Internally, these are called "CDATA list attributes", but that probably doesn't make sense to an end-user, so the argument name is multi_valued_attributes.
preserve_whitespace_tags -- A set of tags to treat the way <pre> tags are treated in HTML. Tags in this set are immune from pretty-printing; their contents will always be output as-is.
string_containers -- A dictionary mapping tag names to the classes that should be instantiated to contain the textual contents of those tags. The default is to use NavigableString for every tag, no matter what the name. You can override the default by changing DEFAULT_STRING_CONTAINERS.
store_line_numbers -- If the parser keeps track of the line numbers and positions of the original markup, that information will, by default, be stored in each corresponding bs4.element.Tag object. You can turn this off by passing store_line_numbers=False; then Tag.sourcepos and Tag.sourceline will always be None. If the parser you're using doesn't keep track of this information, then store_line_numbers is irrelevant.
attribute_dict_class -- The value of a multi-valued attribute (such as HTML's 'class') willl be stored in an instance of this class. The default is Beautiful Soup's built-in AttributeValueList, which is a normal Python list, and you will probably never need to change it.

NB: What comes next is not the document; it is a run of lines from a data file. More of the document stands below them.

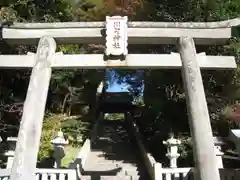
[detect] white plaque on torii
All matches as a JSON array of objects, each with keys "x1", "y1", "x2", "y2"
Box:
[{"x1": 106, "y1": 16, "x2": 128, "y2": 56}]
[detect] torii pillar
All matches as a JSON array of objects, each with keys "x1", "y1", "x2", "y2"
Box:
[{"x1": 178, "y1": 37, "x2": 220, "y2": 180}]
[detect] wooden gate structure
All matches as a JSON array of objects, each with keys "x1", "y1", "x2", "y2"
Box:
[{"x1": 0, "y1": 19, "x2": 240, "y2": 180}]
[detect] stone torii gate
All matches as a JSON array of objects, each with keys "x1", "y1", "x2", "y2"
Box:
[{"x1": 0, "y1": 17, "x2": 240, "y2": 180}]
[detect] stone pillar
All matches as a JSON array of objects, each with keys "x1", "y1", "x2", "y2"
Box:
[
  {"x1": 4, "y1": 137, "x2": 17, "y2": 169},
  {"x1": 51, "y1": 130, "x2": 68, "y2": 168},
  {"x1": 163, "y1": 134, "x2": 181, "y2": 168},
  {"x1": 178, "y1": 37, "x2": 220, "y2": 180},
  {"x1": 213, "y1": 137, "x2": 224, "y2": 168}
]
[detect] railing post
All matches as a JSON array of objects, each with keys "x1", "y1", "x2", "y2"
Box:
[
  {"x1": 4, "y1": 137, "x2": 17, "y2": 169},
  {"x1": 10, "y1": 37, "x2": 56, "y2": 180},
  {"x1": 178, "y1": 37, "x2": 220, "y2": 180}
]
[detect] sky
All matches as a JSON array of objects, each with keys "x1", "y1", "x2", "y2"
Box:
[{"x1": 107, "y1": 83, "x2": 128, "y2": 92}]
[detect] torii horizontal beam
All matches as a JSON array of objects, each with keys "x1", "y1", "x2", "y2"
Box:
[
  {"x1": 0, "y1": 53, "x2": 237, "y2": 69},
  {"x1": 2, "y1": 18, "x2": 240, "y2": 44}
]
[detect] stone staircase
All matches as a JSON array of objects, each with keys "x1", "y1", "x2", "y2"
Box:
[{"x1": 81, "y1": 120, "x2": 149, "y2": 180}]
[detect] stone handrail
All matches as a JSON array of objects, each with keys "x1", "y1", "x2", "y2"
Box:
[
  {"x1": 155, "y1": 163, "x2": 240, "y2": 180},
  {"x1": 0, "y1": 169, "x2": 77, "y2": 180},
  {"x1": 3, "y1": 18, "x2": 240, "y2": 29},
  {"x1": 125, "y1": 116, "x2": 156, "y2": 180}
]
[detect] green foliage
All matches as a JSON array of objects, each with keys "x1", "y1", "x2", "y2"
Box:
[
  {"x1": 61, "y1": 119, "x2": 90, "y2": 147},
  {"x1": 38, "y1": 114, "x2": 61, "y2": 161}
]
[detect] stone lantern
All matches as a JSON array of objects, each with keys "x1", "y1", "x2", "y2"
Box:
[
  {"x1": 4, "y1": 137, "x2": 17, "y2": 169},
  {"x1": 51, "y1": 130, "x2": 68, "y2": 168},
  {"x1": 163, "y1": 134, "x2": 181, "y2": 168}
]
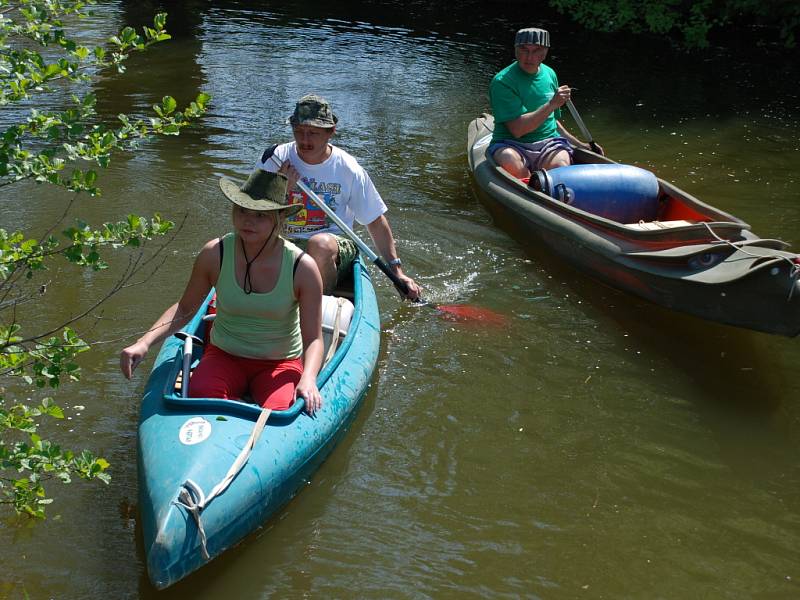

ALTERNATE_NAMES: Iterable[str] = []¶

DEFAULT_CDATA_LIST_ATTRIBUTES: Dict[str, Set[str]] = {}¶: A value for these tag/attribute combinations is a space- or comma-separated list of CDATA, rather than a single CDATA.

DEFAULT_EMPTY_ELEMENT_TAGS: Set[str] | None = None¶: By default, tags are treated as empty-element tags if they have no contents--that is, using XML rules. HTMLTreeBuilder defines a different set of DEFAULT_EMPTY_ELEMENT_TAGS based on the HTML 4 and HTML5 standards.

DEFAULT_PRESERVE_WHITESPACE_TAGS: Set[str] = {}¶: Whitespace should be preserved inside these tags.

DEFAULT_STRING_CONTAINERS: Dict[str, Type[bs4.element.NavigableString]] = {}¶: The textual contents of tags with these names should be instantiated with some class other than bs4.element.NavigableString.

NAME: str = '[Unknown tree builder]'¶

TRACKS_LINE_NUMBERS: bool = False¶: Most parsers don't keep track of line numbers.

can_be_empty_element(tag_name: str) → bool¶

Might a tag with this name be an empty-element tag?

The final markup may or may not actually present this tag as self-closing.

For instance: an HTMLBuilder does not consider a tag to be an empty-element tag (it's not in HTMLBuilder.empty_element_tags). This means an empty tag will be presented as "", not "" or "".

The default implementation has no opinion about which tags are empty-element tags, so a tag will be presented as an empty-element tag if and only if it has no children. "<foo></foo>" will become "<foo/>", and "<foo>bar</foo>" will be left alone.

Parameters:: tag_name -- The name of a markup tag.

features: Iterable[str] = []¶

feed(markup: _RawMarkup) → None¶: Run incoming markup through some parsing process.

initialize_soup(soup: BeautifulSoup) → None¶

The BeautifulSoup object has been initialized and is now being associated with the TreeBuilder.

Parameters:: soup -- A BeautifulSoup object.

is_xml: bool = False¶

picklable: bool = False¶

reset() → None¶

Do any work necessary to reset the underlying parser for a new document.

By default, this does nothing.

class bs4.builder.TreeBuilderRegistry¶

Bases: object

A way of looking up TreeBuilder subclasses by their name or by desired features.

builders: List[Type[TreeBuilder]]¶

builders_for_feature: Dict[str, List[Type[TreeBuilder]]]¶

lookup(*features: str) → Type[TreeBuilder] | None¶

Look up a TreeBuilder subclass with the desired features.

Parameters:: features -- A list of features to look for. If none are provided, the most recently registered TreeBuilder subclass will be used.
Returns:: A TreeBuilder subclass, or None if there's no registered subclass with all the requested features.

register(treebuilder_class: type[TreeBuilder]) → None¶

Register a treebuilder based on its advertised features.

Parameters:: treebuilder_class -- A subclass of TreeBuilder. its TreeBuilder.features attribute should list its features.